2. Als unterlegener Rechtsmittelführer hat der Kläger die Kosten des Verfahrens zu tragen (§ 154 Abs. 2 VwGO).
3. Die Streitwertfestsetzung ergibt sich aus § 47, § 52 Abs. 1 und 2 des Gerichtskostengesetzes (GKG) i.V.m. Nrn. 46.3 und 46.5 des Streitwertkatalogs für die Verwaltungsgerichtsbarkeit 2013 (abgedruckt in Kopp/Schenke, VwGO, 21. Aufl. 2015, Anhang zu § 164 Rn. 14). Die dem Kläger entzogene Fahrerlaubnis der Klasse CE war von der früheren Fahrerlaubnis der Klasse 3 umfasst und auf Zugfahrzeuge der Klasse C1 beschränkt (§ 6 Abs. 6 FeV i.V.m. Anlage 3 Abschnitt A I. Nr. 18 und Anlage 9 Abschnitt B I. Nr. 48). Sie wirkt sich nach der Rechtsprechung des Senats nicht streitwerterhöhend aus (BayVGH, B.v. 30.1.2014 – 11 CS 13.2342 – BayVBl 2014, 373 Rn. 23 f., B.v. 15.12.2014 – 11 CS 14.2202 – juris Rn. 7). Für die Klassen B, BE und C1, C1E sind nach dem Streitwertkatalog (Nrn. 46.3 und 46.5) jeweils 5000,- Euro vorgesehen.
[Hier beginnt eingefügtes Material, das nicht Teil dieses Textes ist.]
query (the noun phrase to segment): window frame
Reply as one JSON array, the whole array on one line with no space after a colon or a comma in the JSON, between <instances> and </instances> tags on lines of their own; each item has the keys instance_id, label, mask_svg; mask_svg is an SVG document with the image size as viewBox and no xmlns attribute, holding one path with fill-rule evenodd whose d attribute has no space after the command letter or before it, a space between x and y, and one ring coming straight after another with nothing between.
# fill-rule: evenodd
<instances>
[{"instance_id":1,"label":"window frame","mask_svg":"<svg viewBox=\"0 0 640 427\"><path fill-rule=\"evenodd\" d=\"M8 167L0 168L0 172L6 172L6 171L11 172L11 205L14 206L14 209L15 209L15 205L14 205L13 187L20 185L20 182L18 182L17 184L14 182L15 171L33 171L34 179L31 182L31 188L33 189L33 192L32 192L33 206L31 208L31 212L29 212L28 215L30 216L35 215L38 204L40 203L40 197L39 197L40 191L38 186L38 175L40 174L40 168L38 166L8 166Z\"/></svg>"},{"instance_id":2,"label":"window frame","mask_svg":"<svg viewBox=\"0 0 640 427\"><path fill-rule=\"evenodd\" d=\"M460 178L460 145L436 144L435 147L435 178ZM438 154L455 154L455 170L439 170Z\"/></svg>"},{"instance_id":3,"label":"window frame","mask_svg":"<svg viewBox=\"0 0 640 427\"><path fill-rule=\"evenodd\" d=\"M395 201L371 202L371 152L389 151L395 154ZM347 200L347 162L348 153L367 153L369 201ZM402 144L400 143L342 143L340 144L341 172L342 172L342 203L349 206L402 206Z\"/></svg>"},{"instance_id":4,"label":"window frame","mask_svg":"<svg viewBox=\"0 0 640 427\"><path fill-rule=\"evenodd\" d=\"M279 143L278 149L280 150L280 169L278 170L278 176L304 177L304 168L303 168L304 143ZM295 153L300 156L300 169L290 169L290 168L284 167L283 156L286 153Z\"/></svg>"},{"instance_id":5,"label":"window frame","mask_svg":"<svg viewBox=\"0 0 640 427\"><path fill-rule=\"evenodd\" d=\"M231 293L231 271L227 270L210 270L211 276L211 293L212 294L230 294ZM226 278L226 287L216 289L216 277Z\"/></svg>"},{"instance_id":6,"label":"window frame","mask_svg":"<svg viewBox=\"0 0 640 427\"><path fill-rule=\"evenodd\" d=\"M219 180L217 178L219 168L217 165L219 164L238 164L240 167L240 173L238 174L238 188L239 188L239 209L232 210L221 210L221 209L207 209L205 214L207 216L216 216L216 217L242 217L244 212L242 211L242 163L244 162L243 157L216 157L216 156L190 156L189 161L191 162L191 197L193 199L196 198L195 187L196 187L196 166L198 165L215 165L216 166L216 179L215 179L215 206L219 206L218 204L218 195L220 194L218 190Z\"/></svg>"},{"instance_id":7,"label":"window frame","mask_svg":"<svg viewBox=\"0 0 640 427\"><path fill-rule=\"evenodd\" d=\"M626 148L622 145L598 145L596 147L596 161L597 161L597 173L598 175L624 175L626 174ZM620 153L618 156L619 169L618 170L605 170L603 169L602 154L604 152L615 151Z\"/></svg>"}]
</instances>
Der Senat macht daher von seiner Befugnis gemäß § 63 Abs. 3 Satz 1 Nr. 2 GKG Gebrauch, die Wertfestsetzung des Ausgangsgerichts zu Gunsten des Klägers von Amts wegen zu ändern.
4. Dieser Beschluss, mit dem die Entscheidung des Verwaltungsgerichts rechtskräftig wird (§ 124a Abs. 5 Satz 4 VwGO), ist unanfechtbar (§ 152 Abs. 1 VwGO).